On the other hand, long-term capital gains (i.e., gains from sale of property held more than one year) are in line for preferential tax treatment. Currently, the maximum tax rate is 15% for most taxpayers. (Investors in the two lowest ordinary income tax brackets can benefit from a 0% rate.) For taxpayers in the top 39.6% bracket, the maximum tax rate on long-term capital gain is increased to 20%.

Therefore, the optimal tax strategy for 2014 varies for taxpayers, depending on such factors as your gains and losses thus far, your current tax rate, and your expected tax rate for next year. As an example, if you expect to be in the 35% tax bracket this year and then jump to the 39.6% tax bracket next year, you might realize more long-term capital gains this year to benefit from the 15% tax rate. Conversely, if the situation is reversed—you anticipate that you will reach the top 39.6% rate this year and slide back into the 35% bracket next year—you might decide to postpone gains and/or harvest losses to offset this year’s gains.

In addition, consider the potential impact of the “wash sale rule” that prevents you from claiming a tax loss from the sale of securities if you acquire substantially identical securities within 30 days of the sale.

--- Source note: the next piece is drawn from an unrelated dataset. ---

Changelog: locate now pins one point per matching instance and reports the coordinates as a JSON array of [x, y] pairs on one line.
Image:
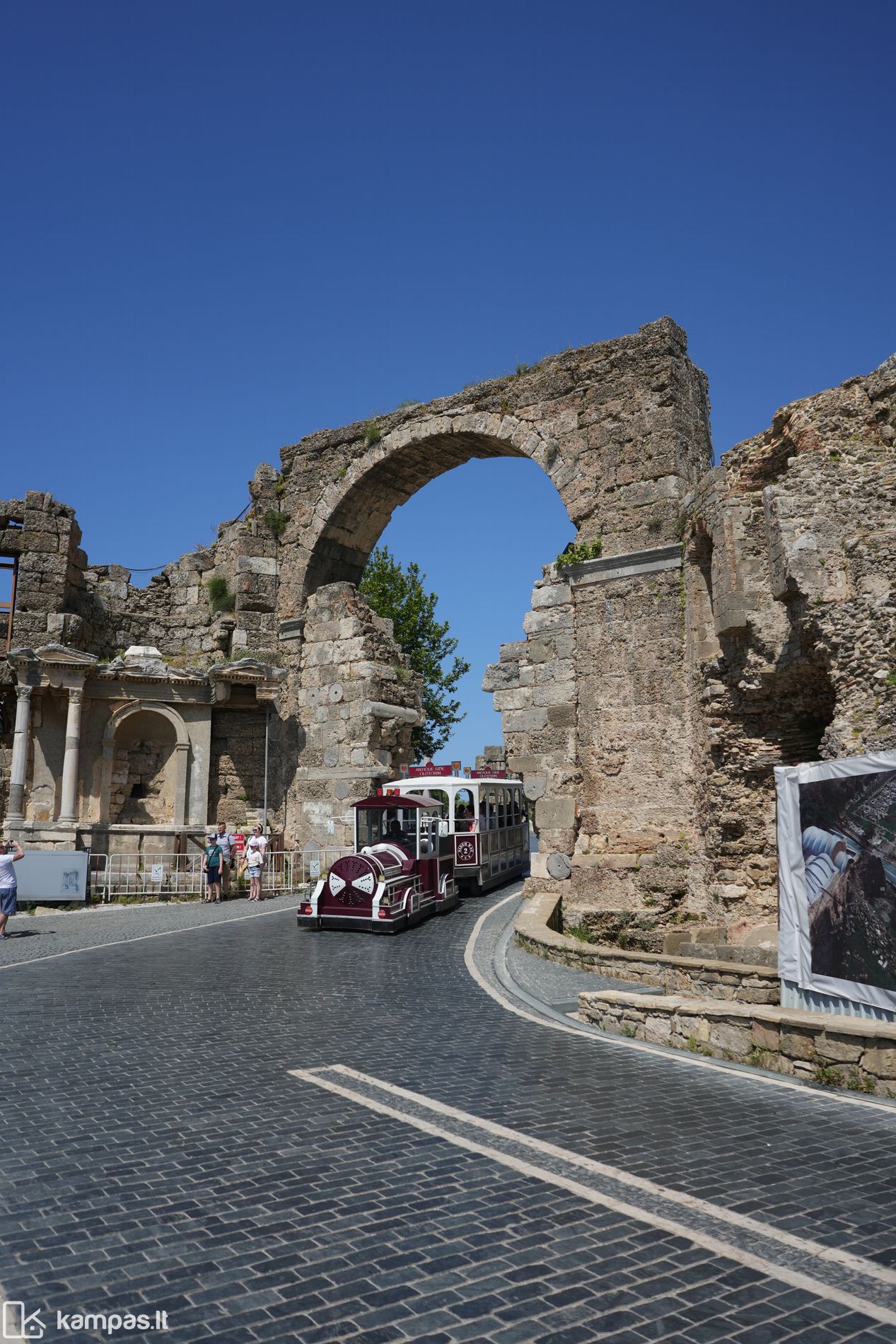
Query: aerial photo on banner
[[837, 851]]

Give yourself plenty of time to maneuver around this rule if you are trying to harvest losses.

For example, suppose you are holding a stock showing a $5,000 loss. You would like to realize the loss this year but believe the stock will rebound. One idea is to sell the shares now and then wait at least 31 days to buy back the same stock. Alternatively, you might “double up” now and wait 31 days to sell the shares you originally owned.

Final words: Above all, it is important to stay flexible enough to adjust your investment strategies to meet your changing needs and objectives. Consult your financial and tax advisers concerning harvesting of capital losses or gains between now and the end of the year.